B.C. tries to catch an Asian tiger by the tail

Nelson Bennett on the news of the week: B.C. opens trade and investment office in Manila
Premier Christy Clark at University of Santo Tomas, which will be sending students to University of BC this summer for a summer program. | BC Government
The B.C. government has opened a new trade office in the Asia Pacific, but it’s not in China, South Korea or Japan – B.C.’s biggest trading partners in Asia – it’s in the Philippines.

The new trade and investment office was announced May 27 during a stop in Manila by delegates travelling with Premier Christy Clark’s Asian trade mission.

B.C. business delegates travelling with the premier’s trade mission were in Seoul, South Korea, and Manila and will be in Tokyo this weekend.

Compared with China, Japan and South Korea, the Philippines is a blip on B.C.'s trade radar screen. It doesn’t even make BC Stats’ top 10 list of trade partners.

The B.C. government is hoping to change that because, in recent years, the Philippines has emerged as the newest of Asian tigers.

With a population of 100 million, an economy in transition from agriculture to industry and an annual economic growth rate of between 6% and 7%, the Philippines is currently the fastest growing economy in Asia right now.

The fact English is an official language in the Philippines is one advantage that should make doing business there a bit easier than in some other Asian countries.

While in Manila, a number of B.C. companies announced contracts and partnerships with Filipino companies.
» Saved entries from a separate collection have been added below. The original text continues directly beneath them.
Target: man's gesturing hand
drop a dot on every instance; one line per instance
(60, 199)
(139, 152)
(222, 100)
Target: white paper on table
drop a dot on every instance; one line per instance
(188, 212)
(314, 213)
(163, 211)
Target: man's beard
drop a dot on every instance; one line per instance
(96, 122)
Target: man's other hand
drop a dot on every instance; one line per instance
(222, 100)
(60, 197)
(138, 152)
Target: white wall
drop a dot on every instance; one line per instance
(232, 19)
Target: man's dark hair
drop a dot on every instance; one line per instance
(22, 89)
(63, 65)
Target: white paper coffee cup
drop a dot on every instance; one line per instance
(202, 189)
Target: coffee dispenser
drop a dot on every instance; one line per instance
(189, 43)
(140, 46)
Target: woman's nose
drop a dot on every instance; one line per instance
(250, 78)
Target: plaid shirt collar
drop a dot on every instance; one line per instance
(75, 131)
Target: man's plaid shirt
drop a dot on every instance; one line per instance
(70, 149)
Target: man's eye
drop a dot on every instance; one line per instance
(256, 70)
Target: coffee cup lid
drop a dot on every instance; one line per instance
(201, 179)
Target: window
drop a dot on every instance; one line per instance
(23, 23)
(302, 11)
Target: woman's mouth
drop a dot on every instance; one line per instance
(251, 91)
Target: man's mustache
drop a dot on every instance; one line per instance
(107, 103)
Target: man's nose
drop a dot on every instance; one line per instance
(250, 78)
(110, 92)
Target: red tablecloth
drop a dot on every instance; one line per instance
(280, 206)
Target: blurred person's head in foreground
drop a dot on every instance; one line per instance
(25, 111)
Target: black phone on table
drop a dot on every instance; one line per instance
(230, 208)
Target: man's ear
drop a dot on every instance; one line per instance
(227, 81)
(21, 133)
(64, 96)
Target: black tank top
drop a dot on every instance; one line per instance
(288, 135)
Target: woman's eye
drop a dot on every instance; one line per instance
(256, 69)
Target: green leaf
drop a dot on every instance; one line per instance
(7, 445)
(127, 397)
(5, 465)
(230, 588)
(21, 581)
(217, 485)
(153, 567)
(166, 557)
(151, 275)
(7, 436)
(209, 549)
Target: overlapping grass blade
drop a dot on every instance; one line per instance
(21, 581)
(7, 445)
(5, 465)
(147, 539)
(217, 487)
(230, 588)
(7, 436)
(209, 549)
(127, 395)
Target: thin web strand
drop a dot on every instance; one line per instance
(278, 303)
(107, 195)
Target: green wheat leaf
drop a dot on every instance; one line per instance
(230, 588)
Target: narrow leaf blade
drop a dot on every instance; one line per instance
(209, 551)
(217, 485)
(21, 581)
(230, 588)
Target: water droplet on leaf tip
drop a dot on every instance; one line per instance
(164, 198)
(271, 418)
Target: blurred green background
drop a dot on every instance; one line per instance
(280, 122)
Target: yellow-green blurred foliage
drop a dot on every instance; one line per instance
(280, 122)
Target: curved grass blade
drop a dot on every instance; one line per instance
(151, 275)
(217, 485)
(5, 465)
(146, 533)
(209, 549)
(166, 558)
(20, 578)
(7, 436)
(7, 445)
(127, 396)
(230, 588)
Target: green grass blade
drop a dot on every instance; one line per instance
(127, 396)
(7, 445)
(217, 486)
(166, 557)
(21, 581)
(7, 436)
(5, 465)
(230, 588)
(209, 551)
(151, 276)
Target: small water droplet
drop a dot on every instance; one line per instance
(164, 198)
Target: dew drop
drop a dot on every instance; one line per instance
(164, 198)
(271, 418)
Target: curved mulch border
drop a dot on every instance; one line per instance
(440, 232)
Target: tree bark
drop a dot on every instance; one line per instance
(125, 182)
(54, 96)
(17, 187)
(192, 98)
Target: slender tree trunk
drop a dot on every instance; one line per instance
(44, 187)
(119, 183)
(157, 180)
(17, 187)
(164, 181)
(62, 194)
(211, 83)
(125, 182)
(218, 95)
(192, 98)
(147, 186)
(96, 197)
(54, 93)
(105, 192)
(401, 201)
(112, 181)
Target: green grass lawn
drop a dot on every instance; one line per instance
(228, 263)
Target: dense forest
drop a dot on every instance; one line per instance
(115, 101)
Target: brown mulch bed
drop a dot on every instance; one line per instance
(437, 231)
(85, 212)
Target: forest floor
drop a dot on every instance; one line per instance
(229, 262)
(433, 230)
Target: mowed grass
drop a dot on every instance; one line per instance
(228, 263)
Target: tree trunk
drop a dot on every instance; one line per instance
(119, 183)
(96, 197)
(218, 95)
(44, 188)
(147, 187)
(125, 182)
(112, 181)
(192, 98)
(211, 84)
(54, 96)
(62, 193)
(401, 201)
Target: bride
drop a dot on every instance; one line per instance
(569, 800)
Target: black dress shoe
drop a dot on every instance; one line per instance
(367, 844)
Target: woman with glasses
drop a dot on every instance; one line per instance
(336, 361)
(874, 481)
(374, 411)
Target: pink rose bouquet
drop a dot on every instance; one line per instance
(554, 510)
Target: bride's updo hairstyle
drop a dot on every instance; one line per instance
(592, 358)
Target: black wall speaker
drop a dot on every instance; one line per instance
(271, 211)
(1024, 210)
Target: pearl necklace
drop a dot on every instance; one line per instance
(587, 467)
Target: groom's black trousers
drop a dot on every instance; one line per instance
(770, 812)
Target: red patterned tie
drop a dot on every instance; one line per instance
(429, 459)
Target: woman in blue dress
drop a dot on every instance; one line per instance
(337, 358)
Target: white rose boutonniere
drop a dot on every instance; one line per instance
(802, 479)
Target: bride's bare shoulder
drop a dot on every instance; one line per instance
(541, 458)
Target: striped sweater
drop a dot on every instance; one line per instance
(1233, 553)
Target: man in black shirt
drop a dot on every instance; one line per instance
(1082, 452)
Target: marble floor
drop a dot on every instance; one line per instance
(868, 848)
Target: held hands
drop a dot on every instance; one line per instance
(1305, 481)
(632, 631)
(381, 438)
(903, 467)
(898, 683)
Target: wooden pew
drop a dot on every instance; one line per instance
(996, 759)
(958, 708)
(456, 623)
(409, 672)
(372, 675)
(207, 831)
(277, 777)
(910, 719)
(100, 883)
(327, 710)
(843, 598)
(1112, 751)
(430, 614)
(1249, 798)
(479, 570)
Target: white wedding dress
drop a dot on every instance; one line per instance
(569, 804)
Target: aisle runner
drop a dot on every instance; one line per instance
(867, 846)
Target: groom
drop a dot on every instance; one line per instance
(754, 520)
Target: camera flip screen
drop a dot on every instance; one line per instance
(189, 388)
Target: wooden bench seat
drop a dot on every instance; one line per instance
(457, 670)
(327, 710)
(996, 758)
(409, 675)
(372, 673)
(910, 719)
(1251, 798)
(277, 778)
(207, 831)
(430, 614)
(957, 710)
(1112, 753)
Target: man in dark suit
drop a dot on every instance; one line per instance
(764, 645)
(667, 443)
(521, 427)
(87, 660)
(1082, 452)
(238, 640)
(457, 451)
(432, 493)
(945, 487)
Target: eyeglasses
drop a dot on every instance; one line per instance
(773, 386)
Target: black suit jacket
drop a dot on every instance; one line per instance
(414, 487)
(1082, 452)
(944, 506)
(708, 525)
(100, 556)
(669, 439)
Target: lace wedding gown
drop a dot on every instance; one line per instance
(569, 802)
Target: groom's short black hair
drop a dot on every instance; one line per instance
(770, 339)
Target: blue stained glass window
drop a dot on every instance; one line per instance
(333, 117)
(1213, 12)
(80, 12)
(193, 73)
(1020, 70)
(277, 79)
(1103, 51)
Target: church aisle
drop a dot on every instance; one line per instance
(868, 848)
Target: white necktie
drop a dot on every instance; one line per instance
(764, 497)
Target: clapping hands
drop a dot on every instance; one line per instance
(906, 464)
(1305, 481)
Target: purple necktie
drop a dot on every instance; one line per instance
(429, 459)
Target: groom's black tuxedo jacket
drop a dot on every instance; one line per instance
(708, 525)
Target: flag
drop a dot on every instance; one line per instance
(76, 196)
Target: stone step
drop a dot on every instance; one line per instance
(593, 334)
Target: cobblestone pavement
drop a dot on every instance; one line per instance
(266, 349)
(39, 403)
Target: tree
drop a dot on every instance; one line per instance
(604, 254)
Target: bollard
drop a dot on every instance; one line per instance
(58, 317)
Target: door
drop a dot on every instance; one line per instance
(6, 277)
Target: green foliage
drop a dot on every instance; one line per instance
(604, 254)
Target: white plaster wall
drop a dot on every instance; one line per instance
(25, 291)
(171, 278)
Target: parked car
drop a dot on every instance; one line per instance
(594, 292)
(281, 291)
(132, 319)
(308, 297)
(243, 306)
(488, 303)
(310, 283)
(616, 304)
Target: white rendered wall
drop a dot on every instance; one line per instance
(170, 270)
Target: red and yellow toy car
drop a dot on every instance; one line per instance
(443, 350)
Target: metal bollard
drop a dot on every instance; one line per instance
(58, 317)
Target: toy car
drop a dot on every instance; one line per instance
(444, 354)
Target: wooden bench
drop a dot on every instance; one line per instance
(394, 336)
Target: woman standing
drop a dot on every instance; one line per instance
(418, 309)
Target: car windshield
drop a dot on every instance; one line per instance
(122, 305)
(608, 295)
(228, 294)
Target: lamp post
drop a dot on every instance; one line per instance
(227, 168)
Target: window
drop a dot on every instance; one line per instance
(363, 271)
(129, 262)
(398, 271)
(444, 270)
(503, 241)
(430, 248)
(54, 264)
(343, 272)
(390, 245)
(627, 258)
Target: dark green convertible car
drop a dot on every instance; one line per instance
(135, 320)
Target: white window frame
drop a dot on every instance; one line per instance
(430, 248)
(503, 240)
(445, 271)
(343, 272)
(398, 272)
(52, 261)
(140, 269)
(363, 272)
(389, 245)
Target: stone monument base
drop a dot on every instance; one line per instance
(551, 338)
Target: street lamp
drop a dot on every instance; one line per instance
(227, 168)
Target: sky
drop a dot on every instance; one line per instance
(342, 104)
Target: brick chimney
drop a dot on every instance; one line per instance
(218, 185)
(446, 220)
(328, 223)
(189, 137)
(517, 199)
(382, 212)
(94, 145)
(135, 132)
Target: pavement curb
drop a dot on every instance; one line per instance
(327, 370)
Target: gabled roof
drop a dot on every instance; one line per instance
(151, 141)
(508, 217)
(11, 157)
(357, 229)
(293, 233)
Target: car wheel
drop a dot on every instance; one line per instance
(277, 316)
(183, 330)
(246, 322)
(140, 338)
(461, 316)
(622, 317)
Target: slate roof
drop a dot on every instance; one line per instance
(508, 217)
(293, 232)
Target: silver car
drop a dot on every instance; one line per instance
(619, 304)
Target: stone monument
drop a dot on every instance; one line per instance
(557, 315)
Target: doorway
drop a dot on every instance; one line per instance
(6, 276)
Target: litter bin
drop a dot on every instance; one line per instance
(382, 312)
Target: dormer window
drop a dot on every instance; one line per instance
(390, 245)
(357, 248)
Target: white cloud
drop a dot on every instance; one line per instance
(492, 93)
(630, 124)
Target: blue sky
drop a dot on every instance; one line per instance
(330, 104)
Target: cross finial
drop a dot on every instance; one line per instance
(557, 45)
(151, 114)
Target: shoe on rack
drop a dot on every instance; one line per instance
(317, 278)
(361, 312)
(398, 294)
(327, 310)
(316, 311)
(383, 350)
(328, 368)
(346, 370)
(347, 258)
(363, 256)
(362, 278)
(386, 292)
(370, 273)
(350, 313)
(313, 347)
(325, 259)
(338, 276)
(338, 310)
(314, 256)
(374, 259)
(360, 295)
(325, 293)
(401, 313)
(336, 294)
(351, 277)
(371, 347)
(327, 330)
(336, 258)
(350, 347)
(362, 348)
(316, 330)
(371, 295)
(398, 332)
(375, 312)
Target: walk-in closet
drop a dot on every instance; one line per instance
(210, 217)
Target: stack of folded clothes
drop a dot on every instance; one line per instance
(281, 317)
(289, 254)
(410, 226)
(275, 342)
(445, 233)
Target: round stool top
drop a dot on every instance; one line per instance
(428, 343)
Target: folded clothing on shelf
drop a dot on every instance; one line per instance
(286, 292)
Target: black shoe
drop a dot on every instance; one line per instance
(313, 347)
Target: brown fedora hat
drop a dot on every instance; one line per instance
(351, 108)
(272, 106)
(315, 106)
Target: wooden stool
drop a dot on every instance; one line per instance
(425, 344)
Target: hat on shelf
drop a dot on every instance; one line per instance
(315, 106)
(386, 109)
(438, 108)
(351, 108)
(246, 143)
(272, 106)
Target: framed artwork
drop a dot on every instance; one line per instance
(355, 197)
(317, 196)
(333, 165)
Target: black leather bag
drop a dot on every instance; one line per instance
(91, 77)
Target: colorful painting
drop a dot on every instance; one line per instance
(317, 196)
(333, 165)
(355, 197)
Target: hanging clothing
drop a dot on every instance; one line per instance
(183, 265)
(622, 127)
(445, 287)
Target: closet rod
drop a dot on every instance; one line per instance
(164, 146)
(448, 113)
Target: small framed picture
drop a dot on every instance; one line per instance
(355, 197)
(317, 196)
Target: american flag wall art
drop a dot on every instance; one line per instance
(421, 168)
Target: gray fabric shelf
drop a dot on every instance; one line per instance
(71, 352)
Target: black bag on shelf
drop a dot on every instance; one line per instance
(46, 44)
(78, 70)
Vancouver’s Incognito Software, for example, is setting up an operations office in Manila.

Pharma Canada Inc., meanwhile, signed a memorandum of understanding with Manila’s Hi-Precision Diagnostics Inc. that will allow it to distribute Pharma Canada’s Clearcyte, a lung cancer screening tool.

One wild card in B.C.’s attempts to improve trade relations with the Philippines is the country’s new president, Rodrigo Duterte, who has been called the Donald Trump of Asia for his blunt, politically incorrect talk and his fuzzy economic policies.

Duterte ran on a tough-on-crime campaign, promising wholesale executions of drug traffickers and other assorted criminals, and there have been some questions about whether he would continue his predecessor’s robust economic policies.

Duterte’s promise to be tough on crime may actually go some way to allay fears that Canadian resource company employees could be at risk, following the beheading last month of John Ridsdel by Abu Sayyaf, an Islamist insurgency operating in two islands in the southwest.

Ridsdel had been working in the Philippines for a mining company when he was kidnapped and murdered.

Duterte has recently clarified his economic policies, and has vowed to continue to invest in infrastructure and improve foreign investment policies.

As the China experience has shown, investment in infrastructure can be good for B.C. commodities like lumber, metallurgical coal (used to make steel) and copper.

As for imports, one of the biggest Philippine exports to B.C. appears to be workers. The Philippines has been an important source of both temporary foreign workers and permanent ones. According to the B.C. government, there are roughly 135,000  Filipinos living and working in B.C.